At the start of planting season, Bushong says there were some intermittent issues with cutworms and grasshoppers. Several rainfall events that began in early September caused planting delays across the state. Pests and washouts forced many farmers to replant their fields. Overall warm soils this fall though, allowed other farmers who waited to sow their wheat an opportunity to plant between the rain events. Late season plantings, according to Bushong, are wrapping up for the year.
Early reports from the countryside indicate that most early planted wheat is showing good establishment, while late planted fields are catching up. However, Bushong says during the last three weeks, fields have shown little growth progress. Most farmers are reporting good root system development in their fields, with good structure and tillars.

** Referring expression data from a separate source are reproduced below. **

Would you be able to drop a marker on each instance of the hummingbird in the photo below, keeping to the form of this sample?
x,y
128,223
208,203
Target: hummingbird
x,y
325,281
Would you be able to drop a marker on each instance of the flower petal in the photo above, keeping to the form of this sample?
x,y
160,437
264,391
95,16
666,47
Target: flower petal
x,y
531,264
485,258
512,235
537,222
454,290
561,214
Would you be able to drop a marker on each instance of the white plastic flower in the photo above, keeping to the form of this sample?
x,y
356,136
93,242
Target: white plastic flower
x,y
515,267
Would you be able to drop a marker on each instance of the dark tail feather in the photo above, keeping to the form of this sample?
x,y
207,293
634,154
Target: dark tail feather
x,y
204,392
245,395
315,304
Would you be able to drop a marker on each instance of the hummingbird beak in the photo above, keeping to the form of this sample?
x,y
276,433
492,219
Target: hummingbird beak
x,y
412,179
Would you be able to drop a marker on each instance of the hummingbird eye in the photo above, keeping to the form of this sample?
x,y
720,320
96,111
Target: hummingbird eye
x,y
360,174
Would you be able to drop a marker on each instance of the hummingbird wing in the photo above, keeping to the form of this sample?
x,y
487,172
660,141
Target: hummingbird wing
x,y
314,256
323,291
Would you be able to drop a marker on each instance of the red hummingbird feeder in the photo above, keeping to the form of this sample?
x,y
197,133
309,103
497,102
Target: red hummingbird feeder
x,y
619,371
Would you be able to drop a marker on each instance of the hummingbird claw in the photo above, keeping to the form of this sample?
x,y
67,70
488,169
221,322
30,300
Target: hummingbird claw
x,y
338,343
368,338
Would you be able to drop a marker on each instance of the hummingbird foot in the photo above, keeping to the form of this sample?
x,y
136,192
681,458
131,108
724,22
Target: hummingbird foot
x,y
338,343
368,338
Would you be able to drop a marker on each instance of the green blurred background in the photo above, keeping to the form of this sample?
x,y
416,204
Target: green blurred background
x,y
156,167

Some producers have already turned cattle out to graze wheat pastures. Bushong says for the most part, fields are well-enough established and dried out from the ample moisture. Some fields on the other hand, Bushong worries might have been allowed to graze a bit prematurely- wishing to see fields given at least another week of warm temperatures to soak up.
For grain-only fields, Bushong says heavy anhydrous applications coupled with rainfall events in mid-October have led to leaching issues in some areas and resulted in the yellowing of some wheat fields.
Total wheat acres in Oklahoma this year, based on his estimates, will likely be down compared to last year and especially in comparison to the historical average.